Despite "ample opportunity," the Homeland Security Department has failed to meet some congressional requirements and recommendations for a multibillion dollar system to track visitor entries and exits, according to a new report from the Government Accountability Office.
The report (GAO-07-1065) stated that though DHS met some of the legislative mandates for the US Visitor and Immigrant Status Indicator Technology program, others in the department's fiscal 2007 spending bill went unfulfilled. Officials in charge of US VISIT -- conceived in 2004 to collect and share information on foreign nationals traveling to and from the United States - also have fallen short on implementing recommendations in previous GAO reports aimed at establishing program oversight capability.
The congressional requirements "need to be addressed quickly and completely," wrote Randolph Hite, GAO's director of information technology architecture and systems issues, in the report. He added that it is unclear why DHS has yet to fulfill them.
The program has encountered problems, particularly in its exit-tracking component, on which the department has spent $250 million to date. A system to record exits by land based on radio frequency identification chips embedded in immigration documents did not meet requirements under testing, and DHS officials said in 2006 that they could not implement a biometric-based system without huge costs and traffic delays.
The GAO report warned the department "runs the serious risk of repeating its past failures" because of a lack of detailed information about its plans for a new biometric-based exit system for airports. The department has issued a high-level schedule, but not detailed plans that define what will be done, by whom and at what cost, and compare the system's costs with its expected benefits and risks.
In response to the report, DHS officials framed past work on the exit component as pilot efforts intended to be valuable learning experiences rather than fully operational systems. Officials said the testing showed that the exit systems worked but the procedures did not, because, unlike with entry systems, there is no existing, exit infrastructure to which a biometric-based system can be added.
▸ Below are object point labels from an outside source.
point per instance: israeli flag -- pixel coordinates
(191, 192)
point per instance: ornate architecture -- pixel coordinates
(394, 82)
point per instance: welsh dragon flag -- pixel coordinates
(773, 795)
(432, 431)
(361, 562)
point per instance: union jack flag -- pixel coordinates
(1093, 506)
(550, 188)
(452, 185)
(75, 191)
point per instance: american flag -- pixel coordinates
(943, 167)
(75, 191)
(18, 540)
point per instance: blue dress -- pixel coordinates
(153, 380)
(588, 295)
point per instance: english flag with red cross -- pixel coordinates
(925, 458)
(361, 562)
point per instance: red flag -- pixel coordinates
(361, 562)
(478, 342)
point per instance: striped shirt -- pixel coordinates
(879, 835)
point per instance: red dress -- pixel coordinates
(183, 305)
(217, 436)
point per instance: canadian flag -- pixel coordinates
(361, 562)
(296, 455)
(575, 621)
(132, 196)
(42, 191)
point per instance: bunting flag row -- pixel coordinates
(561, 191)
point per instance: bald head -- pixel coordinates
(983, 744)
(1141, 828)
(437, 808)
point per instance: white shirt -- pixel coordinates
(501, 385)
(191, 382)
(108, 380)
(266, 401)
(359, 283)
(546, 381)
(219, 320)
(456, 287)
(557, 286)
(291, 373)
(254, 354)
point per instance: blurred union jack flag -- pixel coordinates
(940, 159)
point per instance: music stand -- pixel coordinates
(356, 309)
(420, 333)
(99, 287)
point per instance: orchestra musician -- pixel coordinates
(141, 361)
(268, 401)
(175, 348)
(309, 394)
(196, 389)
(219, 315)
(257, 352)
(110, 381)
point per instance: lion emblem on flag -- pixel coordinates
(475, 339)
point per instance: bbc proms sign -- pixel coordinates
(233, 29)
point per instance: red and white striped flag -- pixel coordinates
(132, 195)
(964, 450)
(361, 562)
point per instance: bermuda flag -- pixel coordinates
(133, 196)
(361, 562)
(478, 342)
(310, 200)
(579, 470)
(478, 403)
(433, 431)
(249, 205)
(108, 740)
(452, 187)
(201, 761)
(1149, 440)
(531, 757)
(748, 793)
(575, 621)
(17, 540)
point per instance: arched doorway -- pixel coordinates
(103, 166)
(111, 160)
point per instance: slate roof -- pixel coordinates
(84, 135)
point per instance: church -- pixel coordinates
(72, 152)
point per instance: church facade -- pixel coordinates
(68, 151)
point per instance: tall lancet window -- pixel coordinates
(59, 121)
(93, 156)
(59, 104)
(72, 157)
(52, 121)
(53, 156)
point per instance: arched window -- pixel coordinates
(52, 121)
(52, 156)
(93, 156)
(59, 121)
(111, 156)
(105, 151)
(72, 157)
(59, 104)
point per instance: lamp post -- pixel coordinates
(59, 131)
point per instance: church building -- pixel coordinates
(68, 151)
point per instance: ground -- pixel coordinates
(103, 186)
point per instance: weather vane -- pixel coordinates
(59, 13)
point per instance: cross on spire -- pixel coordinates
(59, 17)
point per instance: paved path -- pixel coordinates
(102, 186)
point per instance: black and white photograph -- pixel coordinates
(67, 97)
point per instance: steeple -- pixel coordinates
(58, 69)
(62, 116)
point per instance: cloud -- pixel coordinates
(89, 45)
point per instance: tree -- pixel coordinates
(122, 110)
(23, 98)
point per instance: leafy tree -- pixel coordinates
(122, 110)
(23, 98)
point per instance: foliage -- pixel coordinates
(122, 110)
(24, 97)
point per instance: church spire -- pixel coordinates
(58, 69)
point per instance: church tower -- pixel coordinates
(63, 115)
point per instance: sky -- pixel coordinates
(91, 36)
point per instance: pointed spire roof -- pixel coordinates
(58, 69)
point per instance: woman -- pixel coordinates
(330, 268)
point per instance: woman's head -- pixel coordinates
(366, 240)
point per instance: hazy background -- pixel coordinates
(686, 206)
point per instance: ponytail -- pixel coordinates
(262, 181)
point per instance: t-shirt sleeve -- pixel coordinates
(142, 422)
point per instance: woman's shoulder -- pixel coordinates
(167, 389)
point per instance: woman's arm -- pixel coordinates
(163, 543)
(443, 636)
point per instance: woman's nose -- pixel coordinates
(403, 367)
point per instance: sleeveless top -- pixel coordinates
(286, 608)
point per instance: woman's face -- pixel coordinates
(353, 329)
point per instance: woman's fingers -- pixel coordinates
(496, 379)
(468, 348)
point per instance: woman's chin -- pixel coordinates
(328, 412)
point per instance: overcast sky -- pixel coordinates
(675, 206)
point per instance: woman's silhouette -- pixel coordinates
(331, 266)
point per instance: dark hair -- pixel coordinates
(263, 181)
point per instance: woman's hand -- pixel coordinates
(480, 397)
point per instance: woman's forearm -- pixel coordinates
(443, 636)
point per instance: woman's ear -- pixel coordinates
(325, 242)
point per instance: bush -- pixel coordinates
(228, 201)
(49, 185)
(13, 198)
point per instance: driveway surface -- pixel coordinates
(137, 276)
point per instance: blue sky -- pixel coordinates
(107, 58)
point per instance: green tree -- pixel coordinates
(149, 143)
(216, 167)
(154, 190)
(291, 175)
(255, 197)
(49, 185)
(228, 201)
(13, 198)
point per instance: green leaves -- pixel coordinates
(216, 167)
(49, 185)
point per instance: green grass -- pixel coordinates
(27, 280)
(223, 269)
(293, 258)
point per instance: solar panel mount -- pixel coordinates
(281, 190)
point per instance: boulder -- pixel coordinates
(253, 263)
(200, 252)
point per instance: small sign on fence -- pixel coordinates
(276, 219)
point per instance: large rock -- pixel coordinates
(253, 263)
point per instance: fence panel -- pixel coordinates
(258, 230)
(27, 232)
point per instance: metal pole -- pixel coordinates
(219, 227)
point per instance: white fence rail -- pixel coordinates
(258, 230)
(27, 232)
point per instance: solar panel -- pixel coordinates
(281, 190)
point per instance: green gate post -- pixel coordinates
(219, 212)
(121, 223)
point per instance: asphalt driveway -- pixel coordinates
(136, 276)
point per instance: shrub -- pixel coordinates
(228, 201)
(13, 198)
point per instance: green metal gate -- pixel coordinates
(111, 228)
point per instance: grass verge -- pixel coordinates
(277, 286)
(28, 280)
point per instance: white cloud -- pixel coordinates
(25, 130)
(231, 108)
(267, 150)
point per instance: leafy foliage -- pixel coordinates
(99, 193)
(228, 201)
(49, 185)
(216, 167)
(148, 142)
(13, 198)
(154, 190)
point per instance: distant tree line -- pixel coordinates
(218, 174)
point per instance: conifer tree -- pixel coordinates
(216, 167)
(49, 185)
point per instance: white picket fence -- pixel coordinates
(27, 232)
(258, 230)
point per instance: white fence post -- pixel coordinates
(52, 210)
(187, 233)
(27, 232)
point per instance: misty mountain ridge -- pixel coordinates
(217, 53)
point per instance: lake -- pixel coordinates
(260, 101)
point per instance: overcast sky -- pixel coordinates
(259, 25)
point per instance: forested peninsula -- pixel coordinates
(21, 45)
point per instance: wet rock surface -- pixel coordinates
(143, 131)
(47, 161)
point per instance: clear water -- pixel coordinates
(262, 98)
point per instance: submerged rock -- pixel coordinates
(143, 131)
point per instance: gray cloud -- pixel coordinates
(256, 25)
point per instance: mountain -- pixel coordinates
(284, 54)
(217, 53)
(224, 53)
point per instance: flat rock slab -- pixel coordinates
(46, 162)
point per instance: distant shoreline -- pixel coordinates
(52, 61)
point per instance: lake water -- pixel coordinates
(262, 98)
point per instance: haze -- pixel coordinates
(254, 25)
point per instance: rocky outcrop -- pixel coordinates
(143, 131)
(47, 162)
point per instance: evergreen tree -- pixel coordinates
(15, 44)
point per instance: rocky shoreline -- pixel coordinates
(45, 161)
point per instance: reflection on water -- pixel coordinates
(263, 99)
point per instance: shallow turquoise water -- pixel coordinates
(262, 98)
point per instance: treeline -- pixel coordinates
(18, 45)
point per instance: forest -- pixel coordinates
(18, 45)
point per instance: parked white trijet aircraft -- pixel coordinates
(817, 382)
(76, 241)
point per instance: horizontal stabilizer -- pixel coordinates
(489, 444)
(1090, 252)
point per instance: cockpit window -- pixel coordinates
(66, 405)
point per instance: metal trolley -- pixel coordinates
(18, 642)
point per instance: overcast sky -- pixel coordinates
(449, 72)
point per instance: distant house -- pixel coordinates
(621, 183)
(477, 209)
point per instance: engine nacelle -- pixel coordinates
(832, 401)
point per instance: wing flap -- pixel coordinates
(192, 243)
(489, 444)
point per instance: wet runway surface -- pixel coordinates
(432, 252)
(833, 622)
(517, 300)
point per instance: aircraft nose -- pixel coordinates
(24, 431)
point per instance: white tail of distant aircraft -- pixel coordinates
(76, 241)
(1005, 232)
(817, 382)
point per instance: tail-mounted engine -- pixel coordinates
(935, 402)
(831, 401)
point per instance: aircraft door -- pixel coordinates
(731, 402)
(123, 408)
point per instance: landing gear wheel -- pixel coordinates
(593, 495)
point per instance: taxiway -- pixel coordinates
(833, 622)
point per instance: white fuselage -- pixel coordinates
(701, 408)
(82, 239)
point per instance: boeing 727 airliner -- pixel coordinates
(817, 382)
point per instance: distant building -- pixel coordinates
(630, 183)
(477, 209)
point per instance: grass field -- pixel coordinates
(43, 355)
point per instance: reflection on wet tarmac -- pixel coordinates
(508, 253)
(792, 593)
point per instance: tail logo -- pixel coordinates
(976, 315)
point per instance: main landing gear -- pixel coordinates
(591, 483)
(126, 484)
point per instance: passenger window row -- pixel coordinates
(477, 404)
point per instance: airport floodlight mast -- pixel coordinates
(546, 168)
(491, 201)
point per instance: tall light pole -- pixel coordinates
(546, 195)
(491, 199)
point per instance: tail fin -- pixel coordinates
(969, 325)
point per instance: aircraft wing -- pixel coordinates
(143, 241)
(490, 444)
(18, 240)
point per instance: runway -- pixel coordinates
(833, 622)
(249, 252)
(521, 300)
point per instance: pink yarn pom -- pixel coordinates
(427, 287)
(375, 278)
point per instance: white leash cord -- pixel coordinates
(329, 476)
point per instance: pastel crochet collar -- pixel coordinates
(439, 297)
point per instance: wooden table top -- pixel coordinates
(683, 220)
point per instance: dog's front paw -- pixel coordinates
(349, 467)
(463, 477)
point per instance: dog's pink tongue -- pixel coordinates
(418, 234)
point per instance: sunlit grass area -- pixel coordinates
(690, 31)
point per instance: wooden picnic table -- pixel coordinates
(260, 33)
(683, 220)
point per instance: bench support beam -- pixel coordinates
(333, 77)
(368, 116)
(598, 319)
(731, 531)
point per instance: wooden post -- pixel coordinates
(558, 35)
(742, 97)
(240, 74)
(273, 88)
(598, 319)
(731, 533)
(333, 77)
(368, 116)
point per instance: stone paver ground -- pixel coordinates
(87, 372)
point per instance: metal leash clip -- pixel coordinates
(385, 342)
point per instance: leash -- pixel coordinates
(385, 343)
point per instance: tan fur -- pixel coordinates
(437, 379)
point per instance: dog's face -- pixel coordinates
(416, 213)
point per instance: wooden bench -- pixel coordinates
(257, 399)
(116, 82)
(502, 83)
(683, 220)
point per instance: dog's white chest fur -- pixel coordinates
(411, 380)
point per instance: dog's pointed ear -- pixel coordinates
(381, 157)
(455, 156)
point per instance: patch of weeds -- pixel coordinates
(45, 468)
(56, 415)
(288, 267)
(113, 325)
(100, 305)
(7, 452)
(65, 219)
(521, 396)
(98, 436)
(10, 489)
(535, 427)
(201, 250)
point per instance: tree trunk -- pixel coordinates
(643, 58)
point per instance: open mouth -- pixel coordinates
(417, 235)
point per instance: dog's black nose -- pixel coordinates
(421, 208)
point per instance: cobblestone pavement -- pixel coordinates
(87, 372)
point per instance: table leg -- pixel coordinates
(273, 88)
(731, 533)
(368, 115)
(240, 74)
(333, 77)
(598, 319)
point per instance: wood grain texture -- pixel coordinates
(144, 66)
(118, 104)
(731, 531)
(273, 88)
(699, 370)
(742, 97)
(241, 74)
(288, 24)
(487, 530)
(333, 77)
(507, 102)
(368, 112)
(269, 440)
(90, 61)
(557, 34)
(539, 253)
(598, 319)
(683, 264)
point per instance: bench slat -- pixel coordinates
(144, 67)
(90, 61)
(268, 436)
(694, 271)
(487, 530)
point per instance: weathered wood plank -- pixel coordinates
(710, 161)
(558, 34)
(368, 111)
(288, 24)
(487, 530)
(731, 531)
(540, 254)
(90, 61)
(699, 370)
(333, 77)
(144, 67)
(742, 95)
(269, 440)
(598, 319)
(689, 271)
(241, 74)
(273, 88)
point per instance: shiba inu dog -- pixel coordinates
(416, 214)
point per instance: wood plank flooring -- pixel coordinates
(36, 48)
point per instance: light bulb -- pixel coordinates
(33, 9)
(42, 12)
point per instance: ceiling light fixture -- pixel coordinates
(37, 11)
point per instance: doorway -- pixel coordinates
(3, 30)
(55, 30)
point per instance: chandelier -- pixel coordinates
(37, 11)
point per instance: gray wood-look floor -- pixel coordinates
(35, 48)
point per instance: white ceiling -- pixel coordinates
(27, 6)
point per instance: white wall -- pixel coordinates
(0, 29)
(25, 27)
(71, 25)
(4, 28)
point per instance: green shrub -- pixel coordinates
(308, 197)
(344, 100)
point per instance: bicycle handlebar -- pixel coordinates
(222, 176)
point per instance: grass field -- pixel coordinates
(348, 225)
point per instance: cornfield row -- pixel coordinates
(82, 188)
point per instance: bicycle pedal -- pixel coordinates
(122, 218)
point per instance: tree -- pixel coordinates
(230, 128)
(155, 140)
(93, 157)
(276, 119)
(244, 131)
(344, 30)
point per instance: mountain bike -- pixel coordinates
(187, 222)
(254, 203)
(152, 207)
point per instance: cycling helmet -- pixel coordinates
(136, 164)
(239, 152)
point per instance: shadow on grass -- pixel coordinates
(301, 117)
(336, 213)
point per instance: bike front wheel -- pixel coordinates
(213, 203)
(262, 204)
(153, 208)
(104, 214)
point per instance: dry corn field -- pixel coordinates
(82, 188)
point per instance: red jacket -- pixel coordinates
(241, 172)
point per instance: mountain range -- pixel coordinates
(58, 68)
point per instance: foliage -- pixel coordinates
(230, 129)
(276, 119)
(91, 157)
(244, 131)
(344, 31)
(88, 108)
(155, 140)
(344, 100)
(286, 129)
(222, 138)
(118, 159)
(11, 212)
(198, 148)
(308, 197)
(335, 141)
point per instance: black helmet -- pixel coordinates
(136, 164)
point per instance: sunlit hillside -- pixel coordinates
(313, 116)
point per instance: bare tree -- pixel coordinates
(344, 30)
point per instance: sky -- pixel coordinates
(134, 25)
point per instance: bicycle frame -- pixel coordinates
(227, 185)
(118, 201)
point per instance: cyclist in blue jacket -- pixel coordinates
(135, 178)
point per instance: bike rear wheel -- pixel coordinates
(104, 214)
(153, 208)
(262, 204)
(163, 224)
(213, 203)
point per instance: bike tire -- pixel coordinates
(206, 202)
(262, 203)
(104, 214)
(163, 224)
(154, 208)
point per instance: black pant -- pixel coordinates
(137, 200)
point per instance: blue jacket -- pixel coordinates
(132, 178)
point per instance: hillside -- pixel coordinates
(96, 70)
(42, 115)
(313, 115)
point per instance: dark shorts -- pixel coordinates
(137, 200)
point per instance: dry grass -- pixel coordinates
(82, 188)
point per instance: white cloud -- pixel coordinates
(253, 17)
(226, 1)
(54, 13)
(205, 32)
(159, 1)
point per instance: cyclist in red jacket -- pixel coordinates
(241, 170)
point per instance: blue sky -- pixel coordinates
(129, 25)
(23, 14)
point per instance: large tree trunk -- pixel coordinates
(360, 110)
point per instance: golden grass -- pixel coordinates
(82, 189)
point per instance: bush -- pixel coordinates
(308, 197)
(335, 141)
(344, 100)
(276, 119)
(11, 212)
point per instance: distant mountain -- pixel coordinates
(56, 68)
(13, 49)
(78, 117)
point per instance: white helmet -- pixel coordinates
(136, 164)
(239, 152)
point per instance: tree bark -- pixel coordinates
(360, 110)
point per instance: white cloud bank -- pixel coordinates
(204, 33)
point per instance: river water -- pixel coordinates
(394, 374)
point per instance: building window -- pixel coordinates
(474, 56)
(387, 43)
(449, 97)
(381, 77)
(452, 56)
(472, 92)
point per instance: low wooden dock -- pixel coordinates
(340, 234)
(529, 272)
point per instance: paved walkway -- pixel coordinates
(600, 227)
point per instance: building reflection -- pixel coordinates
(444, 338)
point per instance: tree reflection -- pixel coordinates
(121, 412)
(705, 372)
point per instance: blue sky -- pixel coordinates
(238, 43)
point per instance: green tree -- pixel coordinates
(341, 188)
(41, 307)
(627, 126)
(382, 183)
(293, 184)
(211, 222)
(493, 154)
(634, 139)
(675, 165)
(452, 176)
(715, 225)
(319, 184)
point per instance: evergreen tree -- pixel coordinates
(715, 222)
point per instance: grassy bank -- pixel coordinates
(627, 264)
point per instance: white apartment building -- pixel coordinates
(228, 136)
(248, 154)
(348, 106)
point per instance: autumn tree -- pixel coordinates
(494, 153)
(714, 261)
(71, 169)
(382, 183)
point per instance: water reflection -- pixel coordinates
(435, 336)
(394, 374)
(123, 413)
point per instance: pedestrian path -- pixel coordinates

DHS plans to incorporate the exit component of US VISIT into the airline check-in process, program director Robert Mocny said in a June 28 hearing before the House Homeland Security Subcommittee on Border, Maritime and Global Counterterrorism. Mocny said DHS plans to publish a notice of proposed rule-making by the end of the year, and a final rule by June 2008.
But at land borders, DHS for now will use only biographic information and not a biometric-based exit system, which Mocny said would be too complex. Ninety-one percent of travelers from countries of interest enter the United States by air, according to Mocny.
The GAO report also criticized the department for spending too much on program management. In 2006, DHS spent $1.35 on US VISIT management for every dollar spent on new capabilities. The program's fiscal 2007 expenditure plan proposed spending $1.25 in management costs for every dollar on new development. The expenditure plan does not justify such a balance, the report said.
"On the basis of past efforts, there is no reason to believe that the program's disproportionate investment in management-related activities represents a prudent and warranted course of action," Hite wrote in the report.
The report also cited concerns over DHS' personnel capabilities. The US VISIT program's 115 governmental positions were filled at one point in 2006, but since then 21 -- including leadership positions -- have become vacant. DHS officials stated in response that as of mid-August, 90 of the positions were filled. Officials also said the vacancies were mitigated by a recruitment and retention program and an intern program.
GAO auditors did note that the program's 12 ongoing task orders are on schedule and within budget. This makes US VISIT somewhat unique among other large-scale federal programs at DHS and other departments, which have been roundly criticized for huge delays and cost overruns. The problems have been especially acute for lead systems integrator projects, in which a department selects a prime contractor not only to build the system but to manage it as well. So far the department has spent more than $1.3 billion on US VISIT and its prime contractor, Bermuda-based Accenture Ltd.